1923 год был для меня годом открытий и блистательных откровений, годом узнаваний, оставивших след на всей моей жизни: Андрей Белый, Баратынский, Пастернак Ходасевич, Цветаева, Есенин, Маяковский, Мандельштам. Ни один из этих больших поэтов не был похож на другого, и, казалось бы, они иногда взаимоисключали друг друга. Одних я знал до настоящей встречи с их стихами, о других услышал впервые. Маяковский взял меня за шиворот, встряхнул, и не так было просто после такого толчка встать на ноги. Пастернак ослепил и оглушил, его стихи были похожи на взрыв порохового погреба, когда все небо вдруг покрывается огненными протуберанцами; Цветаева и Мандельштам лишь постепенно начали входить в мою жизнь.
Еще в отцовской библиотеке в одном из номеров «Аполлона» я прочел стихотворение: «Имею тело — что мне делать с ним…», которое меня поразило неприятным оборотом речи «имею тело» («имею тело» впоследствии было заменено «дано мне тело») и удивительным, похожим на мертвую зыбь, ритмом, от которого нельзя было отвязаться: мимо воли отдельные строчки возникали в сознании, как цветы в густой траве. Потом я как-то потерял Мандельштама из виду и по-настоящему встретился с его стихами только в Берлине. В противоположность тому, что случилось со мною, когда я услышал стихи Пастернака, я не сразу вошел в тайну мандельштамовской поэзии. Я встретился не с пастернаковским ливнем, пронзенным молниями, «слепящий выход на форум из катакомб, безысходных вчера», — а с мелким, слепым дождем, с тугою радугой, натянутой, как эллинский лук, над темно-синим Тайгетским лесом:
Однако чем легче и воздушней становился слепой дождь, тем глубже проникали его крохотные капли в землю, не смывая плодородного слоя, а оплодотворяя его. Стихи Мандельштама проникали в кровь, как легкое вино, — незаметно для сознания.
Конечно, это тоже был «недуг бытия», я чувствовал в строках, сказанных совсем по другому поводу, усталость, то, что оставалось во мне столь ощутимым после войны, но сказано это было совсем не по-баратынски.

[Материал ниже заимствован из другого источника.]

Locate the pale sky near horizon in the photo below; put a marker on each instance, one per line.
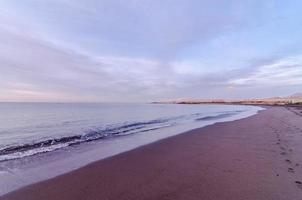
(148, 50)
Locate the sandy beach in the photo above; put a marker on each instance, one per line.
(257, 158)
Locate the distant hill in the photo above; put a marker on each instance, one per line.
(295, 99)
(296, 96)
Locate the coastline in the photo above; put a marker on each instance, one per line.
(251, 158)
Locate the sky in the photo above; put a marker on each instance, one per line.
(149, 50)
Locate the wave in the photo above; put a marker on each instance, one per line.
(48, 145)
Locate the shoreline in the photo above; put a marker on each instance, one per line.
(33, 169)
(214, 154)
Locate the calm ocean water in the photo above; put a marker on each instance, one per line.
(63, 136)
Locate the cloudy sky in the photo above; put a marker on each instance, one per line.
(146, 50)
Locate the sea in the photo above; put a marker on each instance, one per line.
(39, 141)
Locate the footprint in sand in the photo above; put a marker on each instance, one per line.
(299, 184)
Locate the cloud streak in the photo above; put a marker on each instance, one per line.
(142, 50)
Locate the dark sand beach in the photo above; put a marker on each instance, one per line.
(257, 158)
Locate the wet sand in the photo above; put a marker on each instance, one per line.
(257, 158)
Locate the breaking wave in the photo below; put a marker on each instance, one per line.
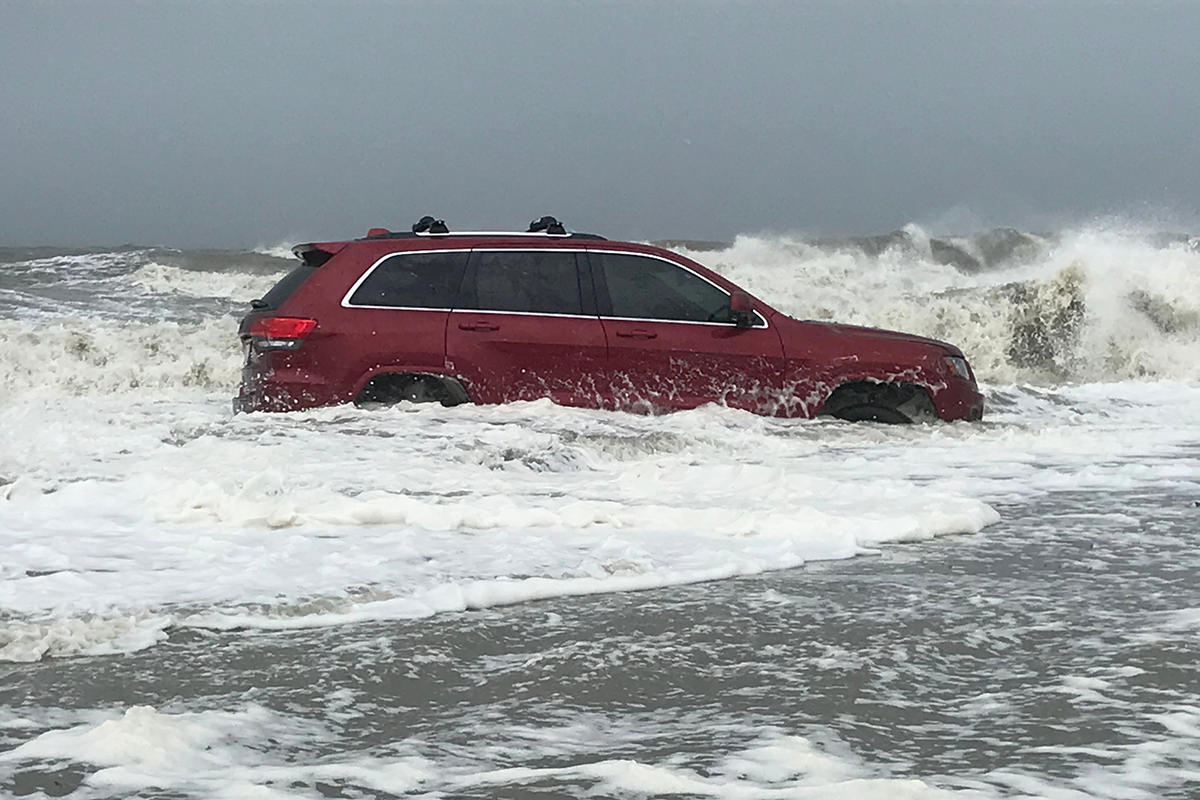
(1083, 306)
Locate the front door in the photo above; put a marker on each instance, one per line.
(672, 342)
(526, 329)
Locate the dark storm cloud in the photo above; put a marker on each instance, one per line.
(240, 124)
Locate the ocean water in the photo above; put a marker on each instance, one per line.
(535, 601)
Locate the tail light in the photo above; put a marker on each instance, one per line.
(281, 332)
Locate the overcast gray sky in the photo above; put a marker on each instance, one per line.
(240, 124)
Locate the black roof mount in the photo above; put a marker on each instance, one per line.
(431, 226)
(547, 224)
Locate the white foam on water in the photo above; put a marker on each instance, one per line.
(173, 509)
(94, 358)
(1138, 301)
(255, 752)
(166, 280)
(340, 515)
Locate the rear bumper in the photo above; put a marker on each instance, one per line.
(274, 395)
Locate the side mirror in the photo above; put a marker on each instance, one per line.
(742, 308)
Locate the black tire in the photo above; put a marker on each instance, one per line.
(391, 389)
(867, 413)
(888, 403)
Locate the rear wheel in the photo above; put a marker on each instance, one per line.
(395, 388)
(891, 403)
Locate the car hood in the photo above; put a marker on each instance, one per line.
(862, 331)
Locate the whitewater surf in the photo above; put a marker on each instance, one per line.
(528, 600)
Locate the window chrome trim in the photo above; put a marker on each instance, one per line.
(687, 269)
(346, 299)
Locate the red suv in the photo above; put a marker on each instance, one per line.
(497, 317)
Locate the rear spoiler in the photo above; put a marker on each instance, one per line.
(317, 253)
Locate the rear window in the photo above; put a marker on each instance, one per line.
(415, 280)
(287, 284)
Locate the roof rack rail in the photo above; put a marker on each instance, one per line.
(547, 224)
(427, 224)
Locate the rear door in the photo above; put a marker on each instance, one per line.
(526, 328)
(672, 342)
(394, 317)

Читая стихи Мандельштама, я погружался во влагу поэзии, в странный подводный мир, где голубые лучи солнца уходят в темно-синюю бездну, как водоросли, их двигало, переплетало и вновь расчесывало незримое течение воды, таинственное струение ритма.

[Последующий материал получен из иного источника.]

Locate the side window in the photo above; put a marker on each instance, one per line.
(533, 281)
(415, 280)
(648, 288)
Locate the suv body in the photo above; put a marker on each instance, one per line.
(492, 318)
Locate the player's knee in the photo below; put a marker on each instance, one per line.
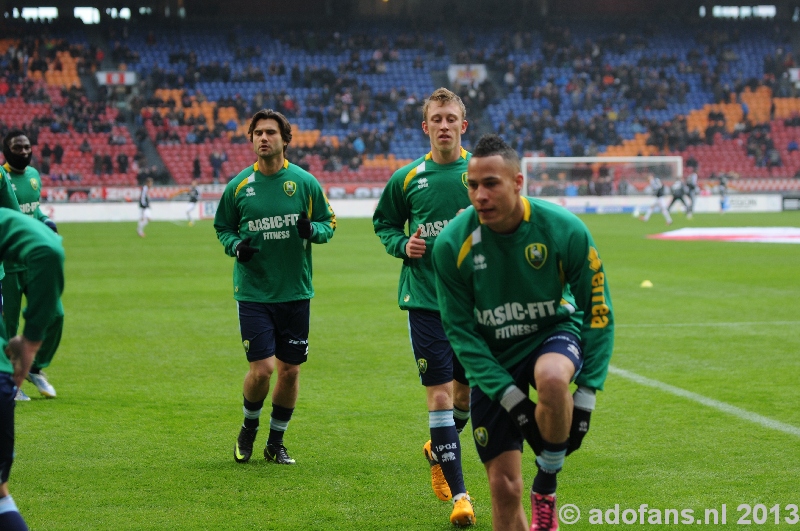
(288, 373)
(261, 371)
(440, 397)
(506, 488)
(551, 386)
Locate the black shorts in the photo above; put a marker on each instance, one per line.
(436, 362)
(493, 429)
(7, 393)
(275, 329)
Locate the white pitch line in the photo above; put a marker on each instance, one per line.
(680, 325)
(710, 402)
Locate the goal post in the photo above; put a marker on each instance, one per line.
(596, 175)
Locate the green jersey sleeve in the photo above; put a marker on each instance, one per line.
(454, 288)
(323, 219)
(586, 277)
(391, 216)
(226, 220)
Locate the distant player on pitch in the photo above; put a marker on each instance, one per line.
(267, 218)
(524, 301)
(659, 190)
(427, 194)
(194, 197)
(144, 207)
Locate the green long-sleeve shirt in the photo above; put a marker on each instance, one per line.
(266, 208)
(32, 244)
(501, 295)
(7, 200)
(27, 187)
(427, 195)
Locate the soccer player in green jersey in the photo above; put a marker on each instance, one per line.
(267, 217)
(524, 301)
(27, 186)
(28, 242)
(426, 195)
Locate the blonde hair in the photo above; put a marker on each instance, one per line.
(443, 96)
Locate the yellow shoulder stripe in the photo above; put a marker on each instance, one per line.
(465, 248)
(527, 206)
(244, 183)
(285, 164)
(413, 173)
(408, 178)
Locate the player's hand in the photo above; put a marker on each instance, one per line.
(584, 399)
(244, 252)
(523, 412)
(579, 428)
(415, 247)
(304, 226)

Только из воспоминаний Ахматовой я узнал, что в пятидесятых годах, (разбирая черновики Мандельштама, она поняла, что «вчерашнее солнце» — Пушкин. Какое удивительное свидетельство того, как иной раз не обязательно находить ключ, открывающий логический смысл стихотворения, дающий возможность угадать тайную ассоциацию, заставляющую поэта создать тот или иной образ, если этот образ сам по себе, в силу магического звуко-смысла, в нем заключенного, поражает воображение читателя!